Due to the overwhelming evidence that high concentrations of cow’s milk whey protein and bovine IgG add to the symptoms of colic in infants, the major suggestion is for mother’s to exclusively breastfeed their infants and maintain strict avoidance of cow’s milk in their own diets
. But there is still evidence that can only conclude short-term beneficial changes through alternative milk sources
, so there exists research that suggests parental counseling has greater benefit to families of colicky babies
In an intervention lasting only one week, mother’s who strictly avoided cow’s milk in their diet had their infants show improvement by an average of 31% less crying and fussing per day
. This significant difference was found in cry and fuss time between first and last two days of the intervention. Here, not only were mothers logging their diets; they were also required to chart infant behavior each day on a 15 minute segmented timeline. This strengthened the study by ensuring that documentation had greater accurarcy throughout the entire study period by making intervals so short. In comparison to all treatment conclusions, the improvement rate remains at only 31%, suggesting this too as a short-term solution.
When evaluating counseling interventions in comparison to maternal avoidance diets, the implications may have greater long-term effects. Bruce Taubman, MD, investigated the relationship between not only changing the mother’s diet to cow’s milk avoidance, but also adding instruction to parents on how to respond to their infant’s crying
. After a 9 day intervention, groups who were
counseled through reactions to their infants fussing and crying had significantly decreased average crying time when compared to a control group of no counseling. Comparable to most infant crying measures, the parents were required to monitor the changes themselves. In this study, however, the reports were handed in daily and participants discussed and confirmed observations through telephone interviews. This method seems to be stronger because it requires parents to reflect on their observations and re-analyze their descriptions given.
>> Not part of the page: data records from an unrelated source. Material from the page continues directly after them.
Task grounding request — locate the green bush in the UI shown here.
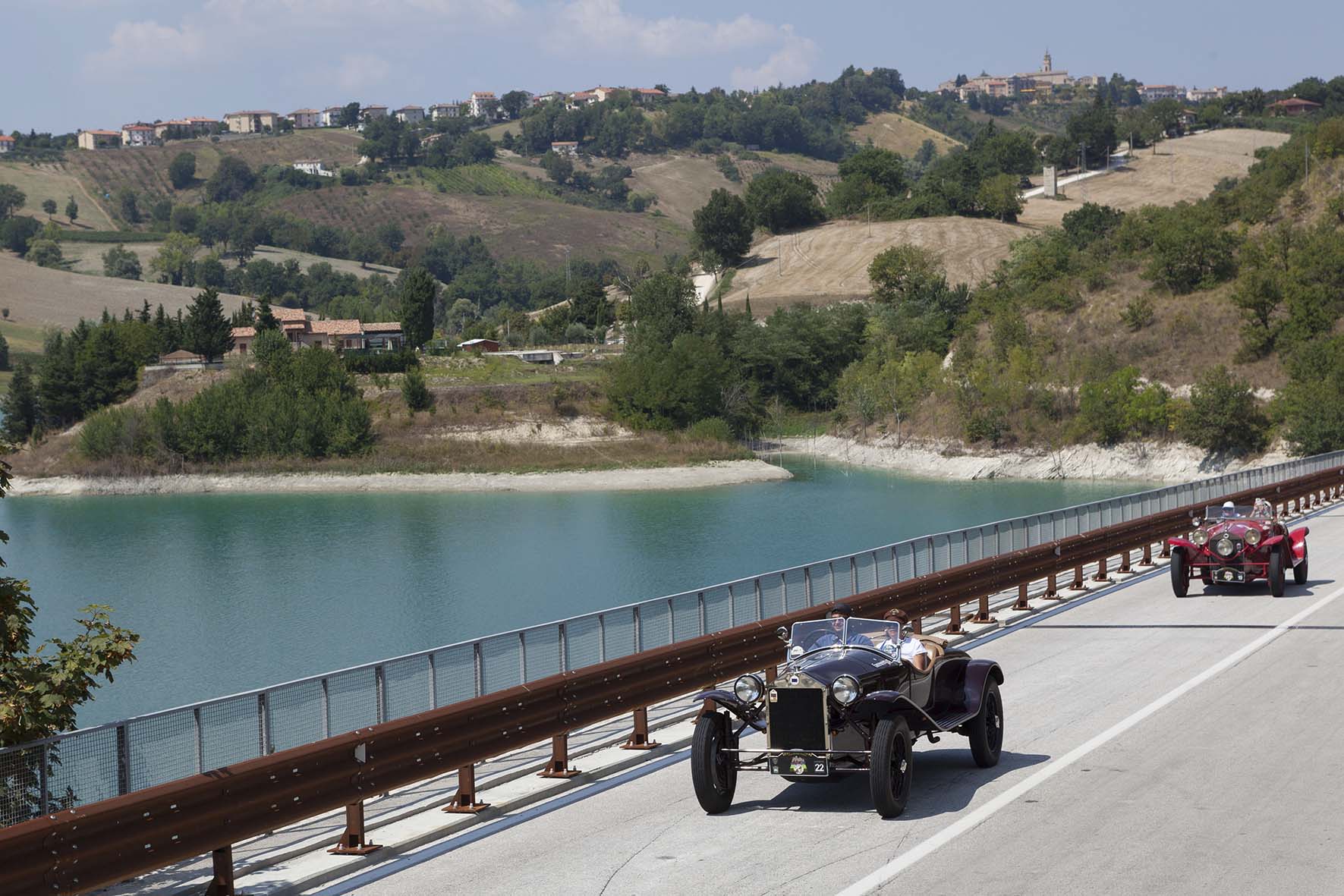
[685,417,732,442]
[1179,364,1269,454]
[344,348,420,373]
[402,366,434,411]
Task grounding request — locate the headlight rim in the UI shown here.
[830,674,863,706]
[732,671,765,704]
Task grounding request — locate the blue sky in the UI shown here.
[0,0,1344,133]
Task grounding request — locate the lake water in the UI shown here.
[0,457,1141,725]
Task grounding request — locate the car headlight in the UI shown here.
[732,674,765,703]
[830,676,859,706]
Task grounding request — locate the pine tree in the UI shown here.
[178,286,234,361]
[0,363,39,445]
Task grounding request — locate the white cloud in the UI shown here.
[332,52,392,90]
[732,26,819,90]
[85,20,206,75]
[544,0,779,58]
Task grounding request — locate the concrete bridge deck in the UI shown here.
[319,507,1344,896]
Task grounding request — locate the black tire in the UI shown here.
[966,678,1004,769]
[1172,548,1189,598]
[691,712,738,816]
[1267,548,1283,598]
[868,716,915,818]
[1293,544,1306,584]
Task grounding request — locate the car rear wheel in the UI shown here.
[868,718,915,818]
[691,712,738,816]
[1267,548,1283,598]
[966,678,1004,769]
[1172,548,1189,598]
My evaluation of this material is that infantile colic is a common, short-lived syndrome that occurs most frequently in infants less than 3 months old. There is a large body of research that supports the negative effects of multiple proteins within cow’s milk that contribute to the ill-defined syndrome. Those proteins that have been determined beneficial, soy and hydrolyzed casein, are only supportive of short-term treatments. Solutions to colic are generally: let it run its natural course since it is short-lived, change to non-cow’s milk formulas, or have the mother strictly avoid cow’s milk in her diet and exclusively breastfeed. As there is not one mold to stick to here, my suggestion from this body of research would be for mothers of colicky infants to first seek counseling in order to understand how to better respond to their infants cries. When the infant begins to experience severe colic symptoms I would advocate eliminating cow’s milk from the mother’s diet and exclusively breast feeding since bovine IgG proteins are prevalent in high quantities in commercial cow’s milk formulas and diets of mothers consuming cow’s milk. All in all, while the excessive fussing and crying is distressing to both infant and mother, the research suggests several short-term changes that may help with the disappearance of the syndrome. This information has huge implications for registered dietitians with clients who have colicky infants.